Holly lip-synched to recordings of "It's So Easy!" and his song "Heartbeat" on the television program American Bandstand on October 28, 1958.

The Crickets recorded "It's So Easy!" for Brunswick Records, which released it as a 45-rpm single in 1958 but it did not chart. The B-side was "Lonesome Tears". Tommy Allsup played the lead guitar parts on both recordings.
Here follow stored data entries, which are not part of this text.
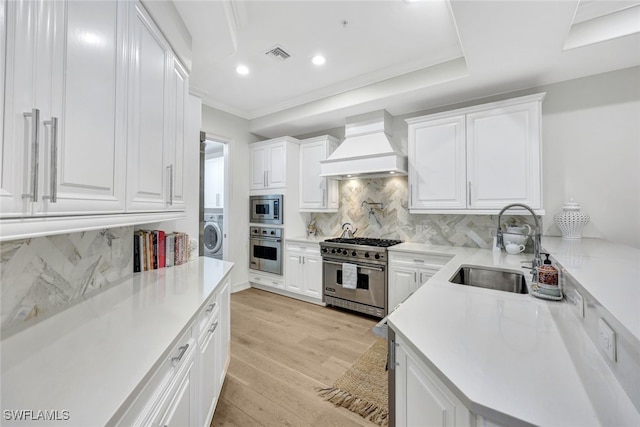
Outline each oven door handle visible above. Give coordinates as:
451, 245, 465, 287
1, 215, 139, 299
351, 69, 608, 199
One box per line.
322, 259, 385, 272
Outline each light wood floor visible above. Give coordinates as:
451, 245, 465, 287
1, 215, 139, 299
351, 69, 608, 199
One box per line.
211, 288, 381, 427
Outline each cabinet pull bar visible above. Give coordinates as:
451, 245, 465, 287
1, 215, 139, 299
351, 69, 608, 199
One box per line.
322, 189, 326, 207
43, 117, 58, 203
468, 181, 471, 205
22, 108, 40, 201
409, 184, 412, 206
389, 339, 397, 370
205, 302, 217, 313
208, 322, 219, 333
167, 165, 174, 205
170, 343, 189, 363
414, 272, 417, 282
413, 259, 425, 263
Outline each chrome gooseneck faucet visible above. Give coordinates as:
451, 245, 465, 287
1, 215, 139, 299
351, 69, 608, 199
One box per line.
497, 203, 542, 283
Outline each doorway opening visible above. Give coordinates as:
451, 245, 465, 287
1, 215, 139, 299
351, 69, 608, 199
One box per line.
202, 136, 229, 260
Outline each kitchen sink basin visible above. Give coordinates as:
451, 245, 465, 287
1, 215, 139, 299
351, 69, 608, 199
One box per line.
449, 265, 529, 294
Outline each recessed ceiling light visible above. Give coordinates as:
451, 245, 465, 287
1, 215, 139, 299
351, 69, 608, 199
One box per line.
389, 171, 396, 175
311, 55, 326, 66
236, 65, 249, 75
==Linda Ronstadt version==

===Background===
Linda Ronstadt recorded "It's So Easy" in 1977 for her album Simple Dreams, produced by Peter Asher. Her recording was released as a single by Asylum Records in the autumn of that year. It hit the Billboard Top Five on the Hot 100 simultaneously with her recording of "Blue Bayou". It also reached No. 9 in Canada and No. 11 on the UK Singles Chart. Ronstadt's version was used in the 2005 film Brokeback Mountain.

===Personnel===
- Linda Ronstadt – lead vocals, backing vocals
- Don Grolnick – clavinet
- Dan Dugmore – acoustic guitar
- Waddy Wachtel – electric guitar, backing vocals
- Kenny Edwards – bass guitar, backing vocals
- Rick Marotta – drums
- Peter Asher – backing vocals

==Chart performance==

===Weekly charts===

| Chart (1977–1978) | Peak position |
|---|---|
| Argentina (Cash Box) | 10 |
| Belgium (Flanders) | 4 |
| Belgium (Wallonia) | 12 |
| Canada Top Singles (RPM) | 9 |
| Denmark | 6 |
| Germany | 47 |
| Netherlands | 13 |
| New Zealand | 11 |
| South Africa (Springbok Radio) | 4 |
| Switzerland | 6 |
| US Billboard Hot 100 | 5 |
| US Adult Contemporary (Billboard) | 37 |
| US Hot Country Songs (Billboard) | 81 |

===Year-end charts===

| Chart (1977) | Rank |
|---|---|
| Canada | 107 |

| Chart (1978) | Rank |
|---|---|
| Canada | 178 |
| Switzerland | 26 |
| U.S. Billboard Hot 100 | 90 |

==Sources==
- Amburn, Ellis (1996). Buddy Holly: A Biography. St. Martin's Press. ISBN 978-0-312-14557-6.
- Bustard, Anne (2005). Buddy: The Story of Buddy Holly. Simon & Schuster. ISBN 978-1-4223-9302-4.
- Dawson, Jim; Leigh, Spencer (1996). Memories of Buddy Holly. Big Nickel Publications. ISBN 978-0-936433-20-2.
- Gerron, Peggy Sue (2008). Whatever Happened to Peggy Sue? Togi Entertainment. ISBN 978-0-9800085-0-0.
- Goldrosen, John (1975). Buddy Holly: His Life and Music. Popular Press. ISBN 0-85947-018-0.
- Goldrosen, John; Beecher, John (1996). Remembering Buddy: The Definitive Biography. New York: Da Capo Press. ISBN 0-306-80715-7.
- Gribbin, John (2009). Not Fade Away: The Life and Music of Buddy Holly. London: Icon Books. ISBN 978-1-84831-034-6.